HHS plays a fundamental role in addressing the well-being of the nation’s 340 million people. Everyone benefits from HHS’s work to fight diseases, promote public health, and provide essential human services. But people with low incomes—especially children and families—have a particular stake in the agency’s work. That’s why CLASP is concerned that HHS is slashing another 10,000 jobs—on top of the 10,000 positions eliminated earlier—as part of Elon Musk’s DOGE project, which has recklessly cut grants and contracts and terminated staff since its inception.
- The proposal eliminates the Administration for Community Living (ACL) by reorganizing it into three different HHS agencies. ACL provides critical programs and services to advance independent living and inclusion for people with disabilities and older adults. This represents just one of many attacks by DOGE on the disability community, which has included detrimental cuts to the Department of Education and the Social Security Administration, among others.
- The HHS reorganization will further undermine the agency’s capacity to process grants, monitor implementation, and provide technical assistance for many programs, including child care and Head Start. The reduction in HHS regional offices from 10 to 5 further challenges this.

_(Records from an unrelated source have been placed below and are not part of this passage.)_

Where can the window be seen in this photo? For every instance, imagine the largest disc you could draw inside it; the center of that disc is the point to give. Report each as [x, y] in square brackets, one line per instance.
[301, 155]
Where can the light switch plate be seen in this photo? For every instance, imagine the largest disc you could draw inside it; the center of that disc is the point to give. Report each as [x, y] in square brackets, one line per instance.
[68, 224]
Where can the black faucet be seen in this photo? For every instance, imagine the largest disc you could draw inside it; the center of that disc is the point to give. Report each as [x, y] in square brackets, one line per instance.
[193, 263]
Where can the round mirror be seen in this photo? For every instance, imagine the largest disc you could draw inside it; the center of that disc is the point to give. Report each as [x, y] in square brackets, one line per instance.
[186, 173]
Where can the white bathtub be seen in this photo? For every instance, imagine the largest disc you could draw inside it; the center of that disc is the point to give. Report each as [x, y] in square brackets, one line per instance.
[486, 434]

- Dismantling the Substance Abuse and Mental Health Services Administration (SAMHSA) and the Health Resources and Services Administration (HRSA) will have substantial ripple effects on people’s behavioral health. For example, SAMHSA facilitates the treatment of over 1.5 million people in substance use facilities annually and supports programs that families and communities depend on for mental health support, suicide prevention, and more. Earlier this year, DOGE cut 10 percent of the almost 900 employees at SAMHSA, impacting the provision of critical suicide hotline (988) grants to states, among other key services. SAMHSA also provides significant block grants in community mental health and substance use nationwide. Cutting staff and reorganizing HRSA funding and technical assistance will exacerbate critical gaps in the behavioral health workforce.
Our country is undergoing unprecedented upheaval in programs critical to people who are forced to live on the margins of society during an unpredictable economy poised to get even worse. Drastic cuts like these will only make their lives more challenging. CLASP is committed to joining our partners in resisting these cuts and advocating for alternative approaches that don’t fund tax cuts for the wealthy and corporations by making drastic reductions that harm people with low incomes.